Blitz: A Preprocessor for Detecting Context-Independent Linguistic Structures
-
Boris Katz, Deniz Yuret, Jimmy Lin, Sue Felshin, Rebecca Schulman,
and Adnan Ilik (1998)
( DOC )
-
Blitz: A Preprocessor for Detecting Context-Independent Linguistic
Structures. In Proceedings of the 5th Pacific Rim International
Conference on Artificial Intelligence.
Abstract:
The flow of natural language is often broken by constructions which
are difficult to analyze with conventional linguistic parsers. To
handle these constructions, which include numbers, dates, addresses,
etc., and, to a lesser extent, proper nouns, natural language systems
typically implement specialized new rules. This leads to a level of
complexity which renders development and maintenance
difficult. Analyzing and tokenizing these constructions with an
independent preprocessor can alleviate the burden on already taxed
systems.
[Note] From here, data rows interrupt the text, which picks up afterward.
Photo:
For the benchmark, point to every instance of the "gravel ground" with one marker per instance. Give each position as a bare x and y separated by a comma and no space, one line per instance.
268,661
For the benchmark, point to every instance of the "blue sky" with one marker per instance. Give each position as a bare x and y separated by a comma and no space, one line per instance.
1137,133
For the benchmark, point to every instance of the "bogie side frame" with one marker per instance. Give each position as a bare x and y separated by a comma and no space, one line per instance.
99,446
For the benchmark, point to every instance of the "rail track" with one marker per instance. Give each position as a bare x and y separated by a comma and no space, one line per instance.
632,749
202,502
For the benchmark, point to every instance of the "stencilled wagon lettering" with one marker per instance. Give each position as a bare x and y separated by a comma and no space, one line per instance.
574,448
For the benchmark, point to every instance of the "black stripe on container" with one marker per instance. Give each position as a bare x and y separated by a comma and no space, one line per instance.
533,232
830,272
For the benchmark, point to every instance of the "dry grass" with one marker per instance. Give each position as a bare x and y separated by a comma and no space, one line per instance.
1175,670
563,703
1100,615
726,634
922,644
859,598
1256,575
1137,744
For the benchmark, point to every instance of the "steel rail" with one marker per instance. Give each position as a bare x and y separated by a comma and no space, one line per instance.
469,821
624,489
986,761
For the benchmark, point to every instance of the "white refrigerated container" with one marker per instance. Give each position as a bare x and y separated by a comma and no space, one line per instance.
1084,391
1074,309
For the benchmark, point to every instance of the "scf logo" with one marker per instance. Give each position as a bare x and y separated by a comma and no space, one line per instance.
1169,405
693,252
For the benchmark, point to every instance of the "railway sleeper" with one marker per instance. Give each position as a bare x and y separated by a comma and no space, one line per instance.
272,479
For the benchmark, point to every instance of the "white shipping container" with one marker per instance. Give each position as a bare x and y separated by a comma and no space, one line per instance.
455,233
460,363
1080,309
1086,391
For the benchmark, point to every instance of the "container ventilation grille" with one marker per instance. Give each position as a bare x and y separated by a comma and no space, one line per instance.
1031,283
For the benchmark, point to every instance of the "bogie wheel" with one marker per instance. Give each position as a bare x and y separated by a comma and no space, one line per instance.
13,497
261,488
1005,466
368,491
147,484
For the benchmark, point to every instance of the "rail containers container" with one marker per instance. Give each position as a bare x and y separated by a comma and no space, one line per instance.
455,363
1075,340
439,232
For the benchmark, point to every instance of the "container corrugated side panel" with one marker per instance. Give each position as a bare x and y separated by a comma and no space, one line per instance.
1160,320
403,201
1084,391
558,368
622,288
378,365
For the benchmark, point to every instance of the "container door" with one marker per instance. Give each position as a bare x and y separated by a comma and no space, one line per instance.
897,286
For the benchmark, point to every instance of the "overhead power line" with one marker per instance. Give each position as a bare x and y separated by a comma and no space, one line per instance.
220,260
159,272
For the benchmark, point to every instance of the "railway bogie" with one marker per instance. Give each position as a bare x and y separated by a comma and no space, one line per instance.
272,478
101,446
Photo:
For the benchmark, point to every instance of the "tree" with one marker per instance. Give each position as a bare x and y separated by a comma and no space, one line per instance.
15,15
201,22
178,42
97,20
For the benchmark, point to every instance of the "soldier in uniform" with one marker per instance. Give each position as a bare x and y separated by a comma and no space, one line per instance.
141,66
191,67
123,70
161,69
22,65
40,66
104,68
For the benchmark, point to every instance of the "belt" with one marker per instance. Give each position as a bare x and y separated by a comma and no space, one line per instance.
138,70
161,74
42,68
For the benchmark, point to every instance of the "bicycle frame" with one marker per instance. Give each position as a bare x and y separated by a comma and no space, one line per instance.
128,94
Because these constructions have highly regular forms, and
can be largely understood in the absence of context, it is possible to
shift the burden of processing away from the primary parser, and onto
a simpler, faster, non-linguistic preprocessor. This paper describes
Blitz, a hybrid database- and heuristic-based natural language
preprocessor, which has been integrated into the START Natural
Language System in order to demonstrate how non-linguistic
preprocessing can improve parsing. As a result, START's ability to
analyze real-world sentences has improved considerably.